In this case, some parameter values are omitted from the executor’s constructor. Omitted parameters are inferred from the client-side configuration during workflow construction, which occurs offline. The client does not interact with the dispatcher on the remote server until the workflow is submitted for execution.

import covalent as ct

awsbatch = ct.executor.AWSBatchExecutor(vcpus=2)

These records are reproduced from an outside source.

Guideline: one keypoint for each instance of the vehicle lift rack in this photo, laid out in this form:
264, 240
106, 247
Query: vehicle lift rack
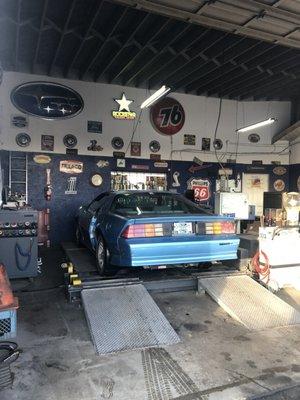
81, 273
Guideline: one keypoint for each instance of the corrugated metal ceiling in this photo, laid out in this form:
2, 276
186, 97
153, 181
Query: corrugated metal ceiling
130, 42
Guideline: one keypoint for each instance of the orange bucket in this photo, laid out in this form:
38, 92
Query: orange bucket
7, 299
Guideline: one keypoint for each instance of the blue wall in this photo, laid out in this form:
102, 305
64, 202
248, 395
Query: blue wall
63, 207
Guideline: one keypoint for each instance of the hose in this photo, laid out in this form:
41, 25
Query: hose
262, 269
27, 255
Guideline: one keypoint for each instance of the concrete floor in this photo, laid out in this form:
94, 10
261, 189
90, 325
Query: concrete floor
216, 359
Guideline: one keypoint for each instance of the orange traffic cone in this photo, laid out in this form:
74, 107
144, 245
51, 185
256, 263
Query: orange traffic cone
6, 296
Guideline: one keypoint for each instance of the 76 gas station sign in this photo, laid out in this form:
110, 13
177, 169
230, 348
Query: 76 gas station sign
201, 188
167, 116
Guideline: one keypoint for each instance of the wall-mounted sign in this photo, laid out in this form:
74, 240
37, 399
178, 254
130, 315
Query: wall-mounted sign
72, 152
23, 139
94, 126
102, 163
96, 180
201, 188
135, 149
118, 154
71, 187
279, 185
189, 140
41, 159
195, 168
47, 142
121, 163
47, 100
71, 166
217, 144
19, 121
141, 167
70, 141
161, 164
167, 116
94, 146
176, 182
205, 144
279, 170
154, 146
117, 143
155, 157
124, 110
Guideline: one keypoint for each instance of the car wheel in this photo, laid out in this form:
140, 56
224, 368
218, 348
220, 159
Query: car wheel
101, 256
103, 266
205, 266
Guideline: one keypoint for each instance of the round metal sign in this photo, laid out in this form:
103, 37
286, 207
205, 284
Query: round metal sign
70, 141
154, 146
217, 144
117, 143
167, 116
23, 139
47, 100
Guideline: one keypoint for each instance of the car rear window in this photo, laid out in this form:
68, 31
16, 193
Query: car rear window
153, 203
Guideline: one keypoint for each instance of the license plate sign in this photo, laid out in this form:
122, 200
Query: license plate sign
182, 228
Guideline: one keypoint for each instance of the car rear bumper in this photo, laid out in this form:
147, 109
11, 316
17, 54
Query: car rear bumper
166, 251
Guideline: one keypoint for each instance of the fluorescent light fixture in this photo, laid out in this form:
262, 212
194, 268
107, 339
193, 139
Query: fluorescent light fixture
155, 96
268, 121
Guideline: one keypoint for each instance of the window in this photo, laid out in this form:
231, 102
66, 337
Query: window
153, 203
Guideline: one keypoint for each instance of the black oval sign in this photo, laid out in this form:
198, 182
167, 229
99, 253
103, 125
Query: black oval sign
47, 100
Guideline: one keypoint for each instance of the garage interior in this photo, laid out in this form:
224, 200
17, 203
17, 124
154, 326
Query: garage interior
149, 199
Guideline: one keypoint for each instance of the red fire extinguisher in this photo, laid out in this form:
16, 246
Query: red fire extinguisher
48, 187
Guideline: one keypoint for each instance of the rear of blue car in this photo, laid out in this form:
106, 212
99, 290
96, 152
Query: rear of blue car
168, 238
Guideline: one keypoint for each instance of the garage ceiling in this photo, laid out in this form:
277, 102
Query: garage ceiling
145, 43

@ct.electron(executor=awsbatch)
def task(*args, **kwargs):
...
return result

From the server’s perspective, this case is the same as the client-side executor: the executor is serialized for transport, and the server receives a fully specified instance. This case is broken out to emphasize that the client configuration can be exploited to “fill in” some of the executor parameters if they don’t change for the particular client.

Environment Hygiene#

By default, Covalent starts a local Dask cluster on which it executes those tasks for which no executor is specified. This cluster by default runs in the same environment as Covalent and shares all the environment’s Python packages.

Client-Side#

Especially when Covalent is running on a server, we recommend that you avoid using DepsPip calls in your workflows. The client-requested pip packages are installed in the same environment as Covalent, potentially leading to unexpected package conflicts and destabilizing the Covalent server.

Server-Side#

When hosting Covalent on a server, we recommend that you start a separate Dask cluster running either on an entirely different machine or in a separate virtual environment on the same machine. That way clients can share a Covalent virtual environment that is unmodified even if the workflows use frequent calls to DepsPip.

Note

When running a separate Dask cluster on server-hosted Covalent, you must modify Covalent’s server side configuration file to reflect the location of the Dask cluster.

LocalExecutor#

We recommend that you avoid using the LocalExecutor except for debugging purposes. Especially on a server, LocalExecutor is non-performant and potentially unstable.

Large Inputs and Outputs#

When submitting workflows to a hosted server, avoid constructing excessively large inputs and outputs for electrons. Remember that you’re sharing a finite pool of memory with other clients.